Okay, we have understood that a bank makes money, but how exactly does it do so?

Here are the main methods banks use to make money:

What you can do today

Practical steps you can take

  1. 1

    Interest From Loans

    Banks lend money for things like homes, education, or personal expenses.

    • Borrowers repay the original amount plus interest.
    • The interest charged is one of the main sources of bank income.
  2. 2

    Bank Fees

    Common fees include:

    • Account maintenance fees
    • ATM or transfer fees
    • Late-payment charges
    • Overdraft fees

    The golden rule here is that even though small fees can feel insignificant, they add up across many customers.

  3. 3

    Credit Cards

    Banks can earn money from credit card interest when customers do not pay the full balance on time.

    • Interest charged on unpaid balances
    • Late fees
    • Payments made by businesses that accept the card
  4. 4

    Investments and Other Services

    Banks may invest money and provide services to companies or wealthy clients.

    • Financial advice
    • Currency exchange
    • Business banking

    So, what we have learned is that banks have more than one source of income!

  5. 5

    Why Is Savings Interest Lower Than Loan Interest?

    Banks pay customers less interest on savings than they charge borrowers on loans. This helps cover:

    • Employee and technology costs
    • Customers who fail to repay loans
    • The bank’s profit

    Remember that if a bank paid savers the same rate it charged borrowers, it would have little room to cover costs or make money.

Watch out

Common mistakes to avoid

  • Thinking that every bank service is free because the bank is already holding your money.
  • Only looking at the monthly loan payment without checking the interest rate and the total amount you will repay.
  • Ignoring small fees because each one appears inexpensive.
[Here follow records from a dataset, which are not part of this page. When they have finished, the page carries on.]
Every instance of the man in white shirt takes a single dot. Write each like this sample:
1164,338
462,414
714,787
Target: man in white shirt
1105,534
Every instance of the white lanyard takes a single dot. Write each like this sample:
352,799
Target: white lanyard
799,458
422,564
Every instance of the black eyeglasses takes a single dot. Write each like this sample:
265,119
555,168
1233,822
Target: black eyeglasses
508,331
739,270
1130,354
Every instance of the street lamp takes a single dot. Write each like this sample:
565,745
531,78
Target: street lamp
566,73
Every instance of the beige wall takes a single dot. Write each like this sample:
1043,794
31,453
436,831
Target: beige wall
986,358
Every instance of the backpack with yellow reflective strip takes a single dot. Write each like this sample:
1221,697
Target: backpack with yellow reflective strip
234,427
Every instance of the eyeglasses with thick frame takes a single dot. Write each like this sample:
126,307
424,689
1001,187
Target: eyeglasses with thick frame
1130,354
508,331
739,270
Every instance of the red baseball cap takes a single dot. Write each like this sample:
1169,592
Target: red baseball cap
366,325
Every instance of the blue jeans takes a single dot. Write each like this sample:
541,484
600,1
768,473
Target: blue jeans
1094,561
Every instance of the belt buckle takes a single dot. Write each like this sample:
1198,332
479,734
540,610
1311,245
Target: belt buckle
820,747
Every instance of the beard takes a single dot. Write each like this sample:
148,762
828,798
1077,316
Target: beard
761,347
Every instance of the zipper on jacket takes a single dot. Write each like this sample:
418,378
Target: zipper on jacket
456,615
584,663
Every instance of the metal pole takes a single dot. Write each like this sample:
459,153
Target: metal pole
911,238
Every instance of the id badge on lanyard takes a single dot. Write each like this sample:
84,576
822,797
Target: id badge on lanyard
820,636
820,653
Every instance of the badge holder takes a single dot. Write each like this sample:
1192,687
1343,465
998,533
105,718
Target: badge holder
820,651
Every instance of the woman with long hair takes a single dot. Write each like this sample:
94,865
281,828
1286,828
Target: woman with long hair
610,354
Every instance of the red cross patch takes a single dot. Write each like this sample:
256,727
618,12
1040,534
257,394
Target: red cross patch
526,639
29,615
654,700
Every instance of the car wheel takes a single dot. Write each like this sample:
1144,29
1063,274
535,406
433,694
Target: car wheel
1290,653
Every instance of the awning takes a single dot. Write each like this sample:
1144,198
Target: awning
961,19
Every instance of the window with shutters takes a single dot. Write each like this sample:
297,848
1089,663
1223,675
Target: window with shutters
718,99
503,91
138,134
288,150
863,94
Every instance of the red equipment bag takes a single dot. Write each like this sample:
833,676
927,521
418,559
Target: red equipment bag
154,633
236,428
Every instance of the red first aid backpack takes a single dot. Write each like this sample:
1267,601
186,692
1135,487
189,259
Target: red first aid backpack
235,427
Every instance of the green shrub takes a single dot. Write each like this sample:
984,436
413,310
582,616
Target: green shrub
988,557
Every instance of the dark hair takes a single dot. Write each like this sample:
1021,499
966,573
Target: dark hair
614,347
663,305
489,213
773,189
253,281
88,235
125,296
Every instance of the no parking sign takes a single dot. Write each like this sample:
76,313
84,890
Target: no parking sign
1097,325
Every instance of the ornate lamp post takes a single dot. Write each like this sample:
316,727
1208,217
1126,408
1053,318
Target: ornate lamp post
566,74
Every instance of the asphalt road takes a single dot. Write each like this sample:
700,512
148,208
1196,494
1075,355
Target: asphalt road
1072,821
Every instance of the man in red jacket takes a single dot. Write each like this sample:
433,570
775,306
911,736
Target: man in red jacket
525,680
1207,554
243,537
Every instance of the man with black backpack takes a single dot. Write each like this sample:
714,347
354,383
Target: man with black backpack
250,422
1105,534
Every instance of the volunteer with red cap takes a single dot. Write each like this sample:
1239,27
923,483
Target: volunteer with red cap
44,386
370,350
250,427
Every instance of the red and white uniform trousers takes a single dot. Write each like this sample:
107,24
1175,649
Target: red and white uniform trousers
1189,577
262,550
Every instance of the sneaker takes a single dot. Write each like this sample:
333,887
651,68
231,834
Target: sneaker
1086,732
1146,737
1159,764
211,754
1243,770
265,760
You should always try to understand what the bank earns from any product you pay for and what it will cost you!

Your activity

What Can You Do Today?

Today, check your bank’s website or mobile banking app and find the following:

  • The fees attached to your account
  • The interest rate on your savings
  • The interest charged on loans or credit cards
  • One fee you may be able to avoid

You do not need to understand everything. Just start by understanding the products you use.

Reflection question

For our usual reflection, try asking yourself:

What is one way your bank may currently be earning money from you?

Take 60 seconds. Write your answer in a notebook or notes app.

Key takeaways

  • Banks are businesses, and their services are designed to generate income.
  • Banks often earn more from loans and services than they pay to customers.
  • Interest charged on loans is one of the main sources of bank income.
  • Banks may also earn money from fees and credit cards.
  • Investments and financial services provide banks with additional income.
  • Savings interest is usually lower than loan interest so banks can cover costs and risks.
  • Small banking fees can add up over time.
  • You should understand the costs attached to every banking product you use.
Check your understanding

Why do banks usually charge borrowers more interest than they pay savers?